O Corinthians encerrou o primeiro bimestre de 2026 com déficit de R$ 93,667 milhões, conforme balancetes divulgados pelo clube. O prejuízo é 55,7% maior que o déficit estimado no orçamento para janeiro e fevereiro, de R$ 60,518 milhões.

A diretoria financeira aponta duas causas principais: a premiação recebida pelos atletas pelo título da Copa do Brasil de 2025, confirmado em dezembro, e os tributos pagos para quitar a dívida com o Santos Laguna, do México, reduzindo o transfer ban. Despesas não recorrentes somaram R$ 38,601 milhões.
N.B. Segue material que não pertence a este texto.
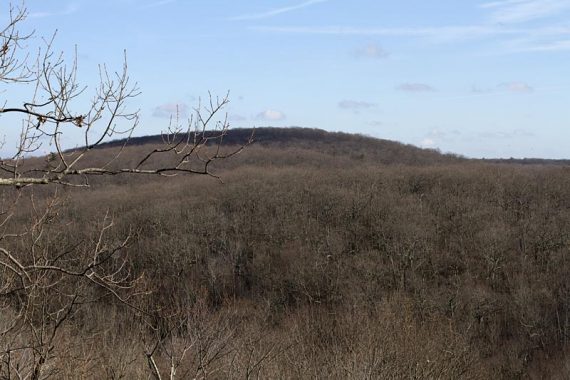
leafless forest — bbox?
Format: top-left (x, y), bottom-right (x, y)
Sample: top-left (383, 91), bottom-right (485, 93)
top-left (1, 129), bottom-right (570, 379)
top-left (0, 2), bottom-right (570, 380)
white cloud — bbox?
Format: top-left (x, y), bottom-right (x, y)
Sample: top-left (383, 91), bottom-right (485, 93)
top-left (28, 3), bottom-right (79, 18)
top-left (231, 0), bottom-right (329, 20)
top-left (228, 113), bottom-right (247, 121)
top-left (141, 0), bottom-right (176, 9)
top-left (481, 0), bottom-right (570, 24)
top-left (250, 25), bottom-right (525, 42)
top-left (355, 44), bottom-right (390, 59)
top-left (255, 109), bottom-right (286, 121)
top-left (471, 82), bottom-right (534, 95)
top-left (479, 128), bottom-right (535, 140)
top-left (338, 100), bottom-right (378, 111)
top-left (152, 103), bottom-right (189, 118)
top-left (396, 83), bottom-right (435, 92)
top-left (497, 82), bottom-right (534, 93)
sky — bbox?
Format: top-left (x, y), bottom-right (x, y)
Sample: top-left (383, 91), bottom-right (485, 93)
top-left (4, 0), bottom-right (570, 158)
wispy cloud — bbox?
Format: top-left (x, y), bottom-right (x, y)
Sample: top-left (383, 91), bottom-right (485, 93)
top-left (396, 83), bottom-right (435, 92)
top-left (338, 100), bottom-right (378, 111)
top-left (481, 0), bottom-right (570, 24)
top-left (497, 82), bottom-right (534, 93)
top-left (471, 81), bottom-right (534, 95)
top-left (28, 3), bottom-right (79, 18)
top-left (250, 25), bottom-right (527, 42)
top-left (478, 129), bottom-right (535, 140)
top-left (228, 113), bottom-right (247, 121)
top-left (354, 44), bottom-right (390, 59)
top-left (152, 103), bottom-right (190, 119)
top-left (255, 109), bottom-right (286, 121)
top-left (231, 0), bottom-right (329, 20)
top-left (140, 0), bottom-right (176, 9)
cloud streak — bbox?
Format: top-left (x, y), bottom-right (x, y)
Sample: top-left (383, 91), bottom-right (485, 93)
top-left (481, 0), bottom-right (570, 24)
top-left (396, 83), bottom-right (435, 92)
top-left (338, 100), bottom-right (378, 111)
top-left (250, 25), bottom-right (525, 41)
top-left (255, 109), bottom-right (286, 121)
top-left (28, 3), bottom-right (79, 19)
top-left (355, 44), bottom-right (390, 59)
top-left (231, 0), bottom-right (329, 20)
top-left (152, 103), bottom-right (190, 119)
No período, a receita operacional bruta somou R$ 143,673 milhões, com destaque para patrocínios e publicidade (R$ 64,083 milhões), bilheteria e programa Fiel Torcedor em dias de jogo (R$ 27,431 milhões) e direitos de transmissão (R$ 26,619 milhões).

Os custos e despesas operacionais chegaram a R$ 132,562 milhões nos dois meses, sendo a maior parte destinada a pessoal, com R$ 101,077 milhões. Houve recebimento de R$ 1,698 milhão em cessões e empréstimos de atletas, enquanto as transações de direitos de jogadores tiveram saída de R$ 6,488 milhões.
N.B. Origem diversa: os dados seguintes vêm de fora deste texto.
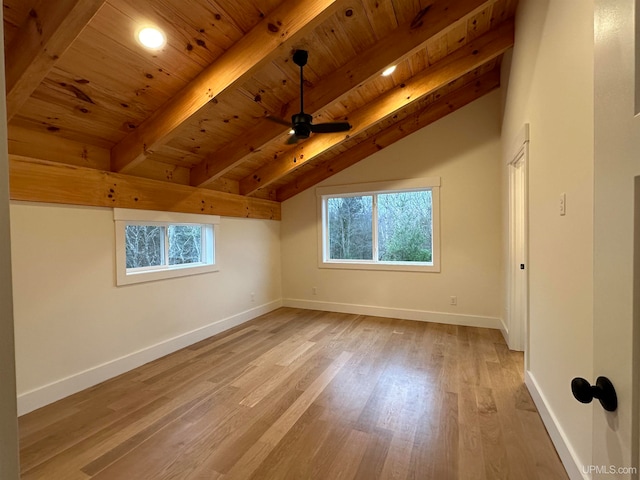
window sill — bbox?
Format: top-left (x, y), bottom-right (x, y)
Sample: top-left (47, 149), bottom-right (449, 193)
top-left (116, 265), bottom-right (220, 287)
top-left (318, 261), bottom-right (440, 273)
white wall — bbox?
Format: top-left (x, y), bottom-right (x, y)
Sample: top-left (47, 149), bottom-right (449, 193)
top-left (0, 4), bottom-right (20, 480)
top-left (282, 92), bottom-right (503, 328)
top-left (11, 203), bottom-right (282, 413)
top-left (502, 0), bottom-right (594, 478)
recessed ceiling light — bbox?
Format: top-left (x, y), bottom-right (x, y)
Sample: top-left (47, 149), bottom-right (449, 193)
top-left (138, 27), bottom-right (167, 49)
top-left (382, 65), bottom-right (396, 77)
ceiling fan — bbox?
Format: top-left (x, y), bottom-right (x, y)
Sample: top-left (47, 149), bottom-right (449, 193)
top-left (267, 50), bottom-right (351, 144)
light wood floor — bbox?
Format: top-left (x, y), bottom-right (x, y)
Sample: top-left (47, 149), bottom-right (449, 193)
top-left (20, 308), bottom-right (568, 480)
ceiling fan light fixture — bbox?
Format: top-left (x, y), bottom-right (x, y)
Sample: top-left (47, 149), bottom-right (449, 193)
top-left (382, 65), bottom-right (396, 77)
top-left (137, 27), bottom-right (167, 50)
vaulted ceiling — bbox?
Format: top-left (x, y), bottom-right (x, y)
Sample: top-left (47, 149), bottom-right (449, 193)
top-left (4, 0), bottom-right (516, 219)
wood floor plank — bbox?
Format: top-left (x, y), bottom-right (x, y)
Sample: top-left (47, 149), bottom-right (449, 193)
top-left (19, 308), bottom-right (568, 480)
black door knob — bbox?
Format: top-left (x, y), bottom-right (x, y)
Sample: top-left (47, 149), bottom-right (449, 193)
top-left (571, 377), bottom-right (618, 412)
Ao somar itens não recorrentes, depreciações, amortizações e encargos financeiros, o resultado final é o déficit registrado de R$ 93,667 milhões. O passivo a descoberto aumentou de R$ 774,194 milhões em dezembro de 2025 para R$ 869,867 milhões em fevereiro de 2026.
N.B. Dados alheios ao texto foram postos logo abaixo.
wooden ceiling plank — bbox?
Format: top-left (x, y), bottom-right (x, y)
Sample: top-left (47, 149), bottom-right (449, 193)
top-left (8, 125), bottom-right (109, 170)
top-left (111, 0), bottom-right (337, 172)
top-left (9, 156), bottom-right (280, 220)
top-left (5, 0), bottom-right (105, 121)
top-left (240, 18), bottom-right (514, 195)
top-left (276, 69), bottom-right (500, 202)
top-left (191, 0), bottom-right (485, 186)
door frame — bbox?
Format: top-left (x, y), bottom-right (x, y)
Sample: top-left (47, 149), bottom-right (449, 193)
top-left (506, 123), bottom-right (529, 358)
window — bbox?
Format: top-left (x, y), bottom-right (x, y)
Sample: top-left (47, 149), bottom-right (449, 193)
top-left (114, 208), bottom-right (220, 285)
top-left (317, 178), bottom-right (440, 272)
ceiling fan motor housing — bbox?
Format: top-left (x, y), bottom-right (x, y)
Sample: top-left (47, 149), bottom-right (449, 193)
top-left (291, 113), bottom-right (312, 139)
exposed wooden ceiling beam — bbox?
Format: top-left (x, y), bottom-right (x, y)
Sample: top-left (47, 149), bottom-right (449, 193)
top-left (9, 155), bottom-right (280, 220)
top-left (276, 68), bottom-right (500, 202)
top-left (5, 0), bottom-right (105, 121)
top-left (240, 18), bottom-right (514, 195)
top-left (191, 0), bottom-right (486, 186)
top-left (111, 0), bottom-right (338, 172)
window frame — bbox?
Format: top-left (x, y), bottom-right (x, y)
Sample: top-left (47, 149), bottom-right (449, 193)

Perspectivas e próximos passos

Nos balancetes, a diretoria informa que, no meio do ano, haverá revisão do orçamento, conforme prevê o estatuto. O orçamento de 2026 projetava um superávit de R$ 12 milhões, ainda sob avaliação de metas e ajustes.

O Conselho Deliberativo aprovou o balanço de 2025, destacando ressalvas de auditoria independente, do Conselho Fiscal e do Cori. A temporada 2026 é acompanhada de perto pela imprensa e pela torcida, com foco na schade financeira e no desempenho esportivo.